Abstract

Abstract. Information describing the elements of urban landscapes is required as input data to study numerous physical processes (e.g., climate, noise, air pollution). However, the accessibility and quality of urban data is heterogeneous across the world. As an example, a major open-source geographical data project (OpenStreetMap) demonstrates incomplete data regarding key urban properties such as building height. The present study implements and evaluates a statistical approach that models the missing values of building height in OpenStreetMap. A random forest method is applied to estimate building height based on a building’s closest environment. A total of 62 geographical indicators are calculated with the GeoClimate tool and used as independent variables. A training dataset of 14 French communes is selected, and the reference building height is provided by the BDTopo IGN. An optimized random forest algorithm is proposed, and outputs are compared with an evaluation dataset.

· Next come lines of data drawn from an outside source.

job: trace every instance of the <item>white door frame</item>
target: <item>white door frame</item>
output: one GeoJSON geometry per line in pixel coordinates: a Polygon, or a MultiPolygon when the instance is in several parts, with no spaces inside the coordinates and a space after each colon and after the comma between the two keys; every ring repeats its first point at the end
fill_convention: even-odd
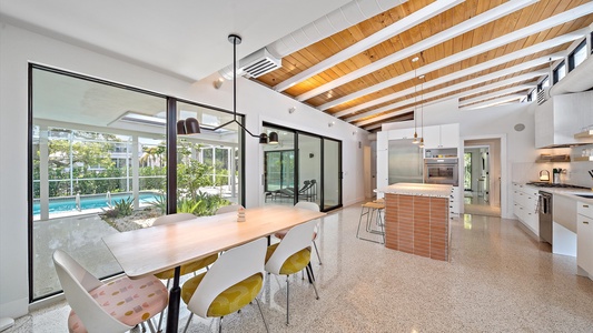
{"type": "Polygon", "coordinates": [[[468,135],[462,137],[463,147],[465,150],[466,140],[488,140],[488,139],[500,139],[501,140],[501,218],[503,219],[513,219],[513,213],[508,212],[508,189],[511,178],[508,176],[508,164],[506,158],[506,134],[486,134],[486,135],[468,135]]]}

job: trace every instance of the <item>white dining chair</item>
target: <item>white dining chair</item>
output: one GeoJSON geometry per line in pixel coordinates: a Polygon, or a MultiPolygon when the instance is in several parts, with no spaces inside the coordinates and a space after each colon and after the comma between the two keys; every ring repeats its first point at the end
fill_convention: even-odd
{"type": "Polygon", "coordinates": [[[127,332],[148,322],[167,306],[167,287],[155,276],[119,278],[103,283],[68,253],[56,250],[53,264],[72,311],[68,316],[70,333],[127,332]]]}
{"type": "Polygon", "coordinates": [[[219,317],[218,332],[223,330],[223,317],[257,303],[266,332],[268,324],[261,312],[257,295],[264,284],[264,260],[266,239],[226,251],[206,273],[186,281],[181,287],[181,299],[191,312],[184,333],[189,327],[194,314],[200,317],[219,317]]]}
{"type": "Polygon", "coordinates": [[[289,323],[289,283],[288,276],[307,270],[309,281],[315,290],[316,299],[319,293],[315,286],[313,268],[310,266],[310,235],[315,230],[316,221],[309,221],[293,226],[279,243],[268,246],[266,254],[266,271],[276,275],[286,275],[286,324],[289,323]]]}

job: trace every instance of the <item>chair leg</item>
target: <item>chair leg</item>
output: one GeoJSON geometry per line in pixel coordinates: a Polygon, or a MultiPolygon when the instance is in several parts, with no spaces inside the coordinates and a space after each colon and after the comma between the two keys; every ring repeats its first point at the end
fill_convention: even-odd
{"type": "Polygon", "coordinates": [[[322,258],[319,256],[319,250],[317,250],[317,243],[313,240],[313,246],[315,248],[315,253],[317,253],[317,260],[319,260],[319,265],[322,264],[322,258]]]}
{"type": "Polygon", "coordinates": [[[261,320],[264,321],[264,325],[266,326],[266,332],[269,333],[268,323],[266,323],[266,317],[264,316],[264,312],[261,311],[261,306],[259,305],[259,300],[255,297],[255,302],[257,303],[257,309],[259,309],[259,314],[261,314],[261,320]]]}
{"type": "Polygon", "coordinates": [[[187,332],[187,327],[189,327],[189,323],[191,322],[191,317],[194,316],[194,313],[189,313],[189,317],[187,319],[186,327],[184,329],[184,333],[187,332]]]}
{"type": "Polygon", "coordinates": [[[286,325],[288,326],[288,309],[290,306],[290,302],[289,302],[289,292],[288,292],[288,275],[286,275],[286,325]]]}
{"type": "Polygon", "coordinates": [[[150,332],[151,333],[156,333],[157,331],[155,330],[155,325],[152,324],[152,320],[148,319],[147,322],[148,322],[148,329],[150,329],[150,332]]]}
{"type": "MultiPolygon", "coordinates": [[[[313,268],[310,265],[307,265],[306,269],[307,274],[309,274],[310,272],[310,275],[313,276],[313,268]]],[[[313,284],[313,290],[315,291],[315,299],[319,300],[319,293],[317,292],[317,286],[315,286],[315,279],[310,279],[310,284],[313,284]]]]}

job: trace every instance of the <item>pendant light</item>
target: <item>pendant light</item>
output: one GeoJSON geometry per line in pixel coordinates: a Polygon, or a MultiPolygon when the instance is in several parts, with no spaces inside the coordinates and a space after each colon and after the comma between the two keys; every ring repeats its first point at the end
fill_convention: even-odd
{"type": "Polygon", "coordinates": [[[421,137],[421,143],[419,148],[424,148],[424,75],[419,75],[418,79],[421,79],[421,129],[422,129],[422,137],[421,137]]]}
{"type": "Polygon", "coordinates": [[[417,91],[416,91],[416,71],[418,69],[418,67],[415,64],[417,61],[418,61],[418,57],[414,57],[414,59],[412,59],[412,64],[414,65],[414,140],[412,141],[412,143],[414,144],[417,144],[419,141],[418,141],[418,132],[417,132],[417,127],[416,127],[416,94],[417,94],[417,91]]]}
{"type": "MultiPolygon", "coordinates": [[[[278,133],[270,132],[269,137],[267,133],[260,133],[259,135],[256,135],[249,132],[249,130],[247,130],[239,121],[237,121],[237,46],[241,43],[241,38],[238,34],[231,33],[228,36],[228,41],[233,44],[233,120],[213,129],[213,131],[221,129],[228,124],[236,123],[249,135],[258,138],[259,143],[261,144],[278,143],[278,133]]],[[[185,121],[180,120],[177,122],[177,134],[194,134],[199,132],[199,123],[195,118],[188,118],[185,121]],[[197,132],[194,131],[196,128],[197,132]]]]}

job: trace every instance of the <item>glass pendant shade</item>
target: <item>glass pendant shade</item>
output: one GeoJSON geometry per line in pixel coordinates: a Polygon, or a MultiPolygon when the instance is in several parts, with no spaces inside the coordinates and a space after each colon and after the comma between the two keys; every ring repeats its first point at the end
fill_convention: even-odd
{"type": "Polygon", "coordinates": [[[177,122],[177,135],[190,135],[200,132],[200,123],[195,118],[188,118],[177,122]]]}
{"type": "Polygon", "coordinates": [[[278,133],[270,132],[268,139],[269,139],[269,142],[268,142],[269,144],[278,144],[278,133]]]}

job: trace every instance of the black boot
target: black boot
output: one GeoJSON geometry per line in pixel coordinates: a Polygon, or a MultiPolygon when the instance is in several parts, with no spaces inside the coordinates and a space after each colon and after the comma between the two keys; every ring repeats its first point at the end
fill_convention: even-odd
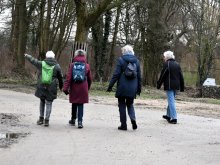
{"type": "Polygon", "coordinates": [[[43,117],[39,117],[39,119],[37,120],[37,125],[41,125],[44,122],[44,118],[43,117]]]}
{"type": "Polygon", "coordinates": [[[176,124],[177,123],[177,119],[171,119],[168,121],[170,124],[176,124]]]}
{"type": "Polygon", "coordinates": [[[69,124],[70,124],[71,126],[75,126],[75,122],[76,122],[75,119],[71,119],[71,120],[69,120],[69,124]]]}
{"type": "Polygon", "coordinates": [[[137,129],[137,123],[135,120],[131,120],[133,130],[137,129]]]}
{"type": "Polygon", "coordinates": [[[45,126],[45,127],[48,127],[48,126],[49,126],[49,120],[47,120],[47,119],[44,120],[44,126],[45,126]]]}
{"type": "Polygon", "coordinates": [[[118,127],[118,130],[123,130],[126,131],[127,130],[127,125],[121,125],[118,127]]]}

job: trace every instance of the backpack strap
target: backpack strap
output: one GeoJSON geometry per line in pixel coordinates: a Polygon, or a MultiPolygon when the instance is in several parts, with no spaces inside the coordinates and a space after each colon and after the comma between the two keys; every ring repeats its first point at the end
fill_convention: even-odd
{"type": "Polygon", "coordinates": [[[128,63],[127,63],[127,61],[125,61],[122,57],[119,58],[119,61],[121,61],[122,70],[123,70],[123,72],[124,72],[125,69],[126,69],[126,67],[127,67],[127,65],[128,65],[128,63]]]}

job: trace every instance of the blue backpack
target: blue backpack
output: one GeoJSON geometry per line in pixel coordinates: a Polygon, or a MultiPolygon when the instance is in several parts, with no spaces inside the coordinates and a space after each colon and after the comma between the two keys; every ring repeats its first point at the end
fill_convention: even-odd
{"type": "Polygon", "coordinates": [[[73,82],[81,83],[86,80],[86,63],[74,62],[72,72],[73,82]]]}
{"type": "Polygon", "coordinates": [[[123,68],[123,74],[127,79],[135,79],[137,77],[137,65],[136,63],[131,63],[125,61],[123,58],[121,58],[126,63],[126,66],[123,68]]]}

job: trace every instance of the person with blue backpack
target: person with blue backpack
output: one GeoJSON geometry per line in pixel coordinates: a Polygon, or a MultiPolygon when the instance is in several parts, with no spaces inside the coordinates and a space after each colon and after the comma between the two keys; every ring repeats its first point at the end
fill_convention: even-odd
{"type": "Polygon", "coordinates": [[[60,65],[55,59],[53,51],[46,53],[46,59],[40,61],[31,55],[25,54],[25,58],[38,70],[37,89],[35,96],[40,98],[40,117],[37,125],[48,127],[53,100],[57,98],[57,85],[63,88],[63,74],[60,65]],[[58,81],[57,81],[58,80],[58,81]]]}
{"type": "Polygon", "coordinates": [[[76,50],[63,87],[63,92],[69,94],[69,102],[72,103],[72,116],[69,120],[72,126],[75,126],[78,117],[78,128],[83,128],[84,103],[89,102],[88,91],[91,83],[92,76],[90,66],[86,62],[86,52],[82,49],[76,50]]]}
{"type": "Polygon", "coordinates": [[[140,62],[134,54],[133,48],[126,45],[122,48],[122,56],[118,58],[113,76],[107,91],[111,92],[117,82],[115,97],[118,98],[121,125],[119,130],[127,130],[126,107],[133,130],[137,129],[134,110],[134,99],[141,93],[140,62]]]}

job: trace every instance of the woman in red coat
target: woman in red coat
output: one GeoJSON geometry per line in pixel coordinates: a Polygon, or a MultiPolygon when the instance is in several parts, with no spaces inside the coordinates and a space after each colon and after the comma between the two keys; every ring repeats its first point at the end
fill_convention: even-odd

At building scale for all cities, at least 50 % of the buildings have their height estimated with an error of less than 4 m (the cities' median building heights range from 4.5 to 18 m). Two communes (Paris and Meudon) demonstrate building height results that deviate from the main trend due to their specific urban fabrics. Putting aside these two communes, when building height is averaged at a regular grid scale (100 m×100 m), the median absolute error is 1.6 m, and at least 75 % of the cells of any city have an error lower than 3.2 m. This level of magnitude is quite reasonable when compared to the accuracy of the reference data (at least 50 % of the buildings have a height uncertainty equal to 5 m). This work offers insights about the estimation of missing urban data using statistical methods and contributes to the use of open-source datasets based on open-source software. The software used to produce the data is freely available at https://doi.org/10.5281/zenodo.6372337 (Bocher et al., 2021b), and the dataset can be freely accessed at https://doi.org/10.5281/zenodo.6855063 (Bernard et al., 2021).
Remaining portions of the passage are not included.